Cue the questions about 2020. She’s already a trailblazer as the Golden State’s first African-American senator and the first Indian-American senator in the country. And she’s a prominent woman in a party still reeling from both losing the White House and watching the historic feat of electing the first woman president slip out of their hands.
Harris, 52, brushes off chatter about a future presidential run. Asked about potential presidential plans by CNN senior political commentator David Axelrod on his podcast, “The Axe Files,” she said firmly: “I’m absolutely not thinking about that at all.”
“There are a lot of very big issues that are on the table right now, and we have to be alert and present, like, right now,” she said.
She wouldn’t sit down for an interview for this story – one of the few ways she’s actually following the script of a prominent freshman. But there’s no question that her arrival in Washington at the same time as Trump may offer a helpful platform for her to gain national prominence.
“No Democrat would have wanted a Trump presidency, but in many ways it’s perfect for someone with the energy and talent of Kamala Harris,” Burton said. “She is someone who has great instincts about how to get engaged in a fight.”
At the same time, she is more reserved about her personal story than Obama was when he began positioning himself for higher office. While Obama wrote extensively about how the search for racial identity shaped his journey, Harris seems reluctant to engage on that topic, at least for now. When asked by Axelrod whether she gets sick of the anthropological questions, she laughed, admitting it’s “uncomfortable” to talk about herself.
“I was raised to do,” Harris replied. “I was raised that you do, you don’t talk about yourself, you just do. You don’t talk about it after you’ve done it; you just do the next thing…. I would prefer to talk about what needs to get done, versus talk about myself.”

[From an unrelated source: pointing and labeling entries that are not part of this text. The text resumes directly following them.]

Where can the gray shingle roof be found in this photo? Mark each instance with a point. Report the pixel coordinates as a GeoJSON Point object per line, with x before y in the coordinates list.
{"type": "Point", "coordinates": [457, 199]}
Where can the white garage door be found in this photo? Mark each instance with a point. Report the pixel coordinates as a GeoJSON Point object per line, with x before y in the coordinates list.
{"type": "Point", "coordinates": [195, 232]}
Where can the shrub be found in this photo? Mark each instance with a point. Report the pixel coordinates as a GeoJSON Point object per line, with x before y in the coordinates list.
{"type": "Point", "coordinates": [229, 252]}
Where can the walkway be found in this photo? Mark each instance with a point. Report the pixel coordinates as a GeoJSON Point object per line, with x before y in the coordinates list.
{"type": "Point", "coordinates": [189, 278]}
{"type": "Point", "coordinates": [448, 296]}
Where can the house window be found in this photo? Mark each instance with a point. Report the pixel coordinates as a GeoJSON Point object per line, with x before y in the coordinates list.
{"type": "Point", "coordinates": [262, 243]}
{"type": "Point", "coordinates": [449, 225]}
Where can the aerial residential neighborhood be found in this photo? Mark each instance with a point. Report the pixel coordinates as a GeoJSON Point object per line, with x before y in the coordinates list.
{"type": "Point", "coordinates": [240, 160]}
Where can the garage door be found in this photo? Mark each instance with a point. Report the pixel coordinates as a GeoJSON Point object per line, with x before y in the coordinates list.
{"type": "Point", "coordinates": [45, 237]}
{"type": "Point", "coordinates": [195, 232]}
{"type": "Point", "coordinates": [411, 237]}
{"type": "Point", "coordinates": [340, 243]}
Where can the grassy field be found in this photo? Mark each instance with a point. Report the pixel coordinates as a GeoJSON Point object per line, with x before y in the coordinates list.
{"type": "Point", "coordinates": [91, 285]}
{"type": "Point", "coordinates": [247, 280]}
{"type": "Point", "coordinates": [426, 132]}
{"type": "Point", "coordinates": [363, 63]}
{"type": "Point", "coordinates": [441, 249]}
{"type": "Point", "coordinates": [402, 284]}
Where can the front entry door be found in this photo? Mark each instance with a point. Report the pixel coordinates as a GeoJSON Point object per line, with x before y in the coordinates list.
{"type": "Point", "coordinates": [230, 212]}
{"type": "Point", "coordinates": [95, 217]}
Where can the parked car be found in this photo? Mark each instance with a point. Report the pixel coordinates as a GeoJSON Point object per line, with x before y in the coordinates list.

For all the attention she generates, Harris is hardly on a glide path to higher office. She must prove whether she can harness her celebrity status into something more concrete. And plenty of her colleagues, including Sens. Elizabeth Warren of Massachusetts and Cory Booker of New Jersey, are making moves that leave the political classes buzzing with presidential speculation.
“It’s all well and good, especially in this day and age, to have an active presence on Twitter and social media, but if you’re really serious about things in the Senate, you’ve got to try to get something done or block something — and for Senator Harris it remains to be seen whether she can do that,” said Jim Manley, who worked in the Senate for 21 years and was a top aide to then-Senate Majority Leader Harry Reid.
“We’re about to head into the tough stretch where she’s going to have to demonstrate whether she wants to play the inside game or the outside game.” — Jim Manley, longtime Senate aide
“It’s pretty obvious she’s been raising her profile, … trying to demonstrate she’s a player in the Senate,” he said. “But that’s the easy part. We’re about to head into the tough stretch where she’s going to have to demonstrate whether she wants to play the inside game or the outside game.”
So far, Harris is playing both. She is acquiescing to the desire of the base to fight the Trump administration at virtually every turn. But she is also quietly reaching out to Republican colleagues, including South Carolina Sens. Lindsey Graham and Tim Scott, according to several sources, proposing casual meals in Washington to discuss policy and lay the groundwork for future legislative collaborations.
After fielding invitations from her office for a breakfast or lunch, Graham recently stopped Harris on the Senate floor, telling her she should take him to dinner.
“Why?” she asked. “So I don’t have to pay,” he replied glibly.